The club then applied for a grant through the Indiana Lions Foundation to help defray costs associated with storm damage to the city sports facilities at the park, and in July, a $1,000 check was presented to Seymour Parks and Recreation Department Director Stacy Findley and Program Director Chad Keithley.
Later, club Secretary Christy Nolan was talking to Past International Director Linda Tincher about the damage at the park, and Tincher informed her of the Community Recovery Grant available through the Lions Clubs International Foundation.
According to lionsclubs.org, that grant is intended to aid districts interested in supporting short-term cleanup and repair efforts in situations where other organizations have already addressed immediate needs. The objective is for Lions to focus on select groups with specific unmet needs where gaps in relief services have been identified in the community. Grants awarded provide up to $20,000.
Tincher was pleasantly surprised to recently learn the Seymour Noon Lions Club received the maximum amount to again help the city.
“I was aware of it, Christy wasn’t aware of it, so we just made a few phone calls, and they said, ‘Everything you’re telling us fits the bill,’ so I said, ‘Good. We’ll file the paperwork,’” Tincher said. “I’ve got to tell you we were all shocked when we got the maximum amount. We’ll take what they give us.”
Findley said the money will be earmarked for new siding and gutters for the building used for concessions and another building that houses a press box and restrooms and also for new bleachers.
Overall, she estimated the total damage caused by the May storm to be upwards of $100,000. The concrete block walls of two dugouts collapsed, fencing was damaged, roofs, siding and gutters on the two buildings were damaged and trees were damaged.

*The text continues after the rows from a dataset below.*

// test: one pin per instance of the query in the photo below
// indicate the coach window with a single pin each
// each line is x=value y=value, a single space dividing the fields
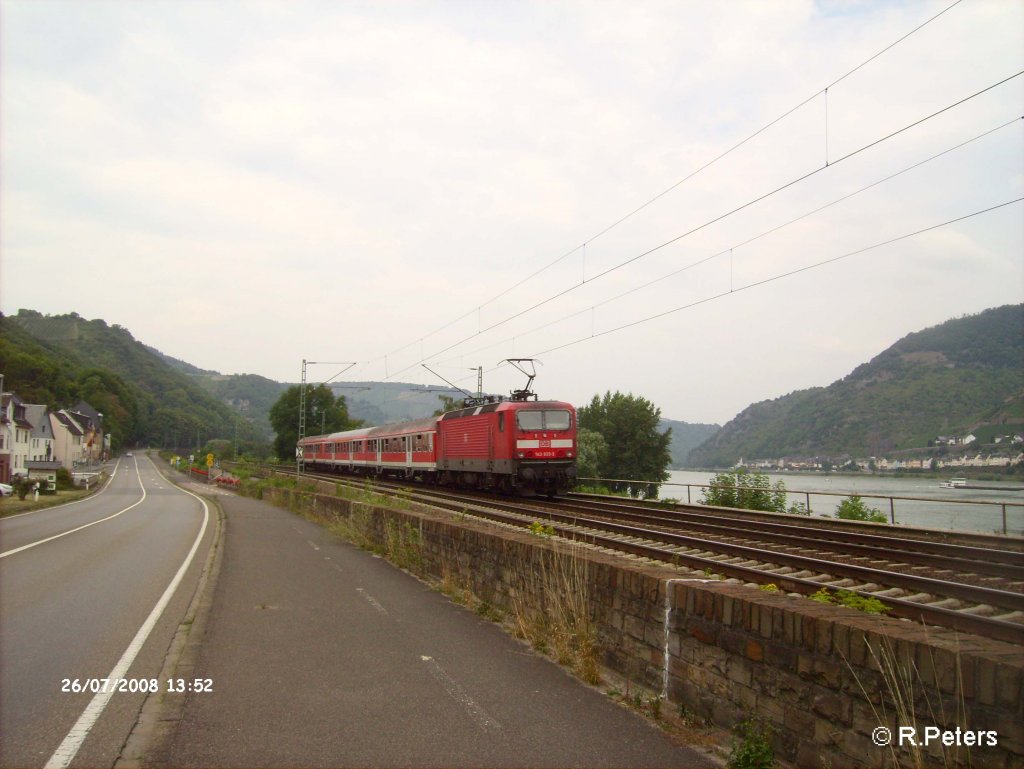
x=557 y=420
x=529 y=420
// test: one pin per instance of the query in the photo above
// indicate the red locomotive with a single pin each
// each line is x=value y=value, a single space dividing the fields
x=518 y=445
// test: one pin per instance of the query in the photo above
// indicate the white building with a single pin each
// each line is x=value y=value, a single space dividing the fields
x=15 y=437
x=69 y=439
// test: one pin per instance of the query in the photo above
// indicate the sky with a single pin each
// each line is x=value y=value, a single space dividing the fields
x=706 y=204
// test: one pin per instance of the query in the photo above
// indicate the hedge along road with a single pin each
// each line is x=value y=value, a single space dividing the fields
x=322 y=654
x=92 y=592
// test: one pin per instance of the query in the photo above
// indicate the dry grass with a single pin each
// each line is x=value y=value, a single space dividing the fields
x=552 y=612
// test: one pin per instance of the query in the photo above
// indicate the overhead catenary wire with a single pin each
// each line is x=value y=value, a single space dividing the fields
x=670 y=188
x=712 y=257
x=780 y=276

The park was closed for 10 days due to insurance purposes, and no baseball or softball tournaments, games or practices were conducted there until everything was cleaned up and repaired.
“We had it assessed by our insurance agent, and the park was built in the ’90s, so we were reimbursed for the roof by our insurance and then also some loss of revenue,” Findley said. “But insurance didn’t cover gutter damage or any of the siding damage. It was all 30 years old, and so it needed to be replaced, especially if we’re having the roof replaced.”

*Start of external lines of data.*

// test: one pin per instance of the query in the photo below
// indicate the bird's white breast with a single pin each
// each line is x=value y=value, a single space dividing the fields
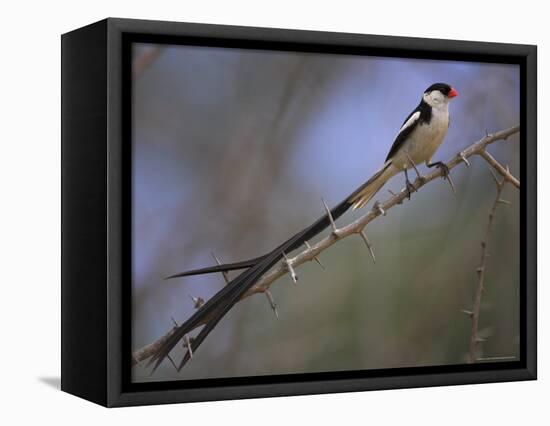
x=424 y=140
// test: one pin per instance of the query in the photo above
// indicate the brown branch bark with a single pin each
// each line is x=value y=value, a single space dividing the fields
x=475 y=340
x=354 y=228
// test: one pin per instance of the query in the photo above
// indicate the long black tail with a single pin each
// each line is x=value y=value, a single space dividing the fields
x=219 y=304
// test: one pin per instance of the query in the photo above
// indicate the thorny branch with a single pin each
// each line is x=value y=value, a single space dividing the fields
x=475 y=339
x=289 y=265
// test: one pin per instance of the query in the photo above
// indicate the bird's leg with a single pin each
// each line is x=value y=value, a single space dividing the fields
x=442 y=166
x=410 y=188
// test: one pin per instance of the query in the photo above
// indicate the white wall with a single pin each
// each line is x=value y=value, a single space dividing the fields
x=30 y=194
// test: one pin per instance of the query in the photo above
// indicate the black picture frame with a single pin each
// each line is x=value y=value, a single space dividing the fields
x=96 y=92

The department had to figure out how to make the uncovered repairs because it wasn’t in the budget due to it being an unexpected expense.
“This wasn’t something that we had planned for, but then also, this is one of our most high-traffic sports complexes,” Findley said. “During the week, it accommodates our rec league baseball as well as adult kickball and youth kickball and tons of practices. Then on the weekends, it’s home to our travel baseball and softball. For this park to have had this much damage, so many people were relying on this park to open back up.”
Fortunately, the Lions Club was able to provide more financial assistance.
“Whenever Christy reached out, that gave us an opportunity to say, ‘OK, we can turn something that was unexpected, something bad into a revitalization.’ It’s like, ‘Something good is going to come out of this storm,’” Findley said. “With the grant money, we were able to turn something bad into something great. The park will actually be better now after the storm than what it was prior.”
Other volunteers in the community stepped up, too. That included a group from Emmanuel Church in Seymour painting the two dugouts after they were rebuilt.
Royalty Companies of Indiana Inc. of Seymour recently put the new roofs on the buildings and then started on the new siding and also secured fencing. Beavers Masonry of Medora rebuilt the dugouts.
Remaining work includes new backstops and bleachers.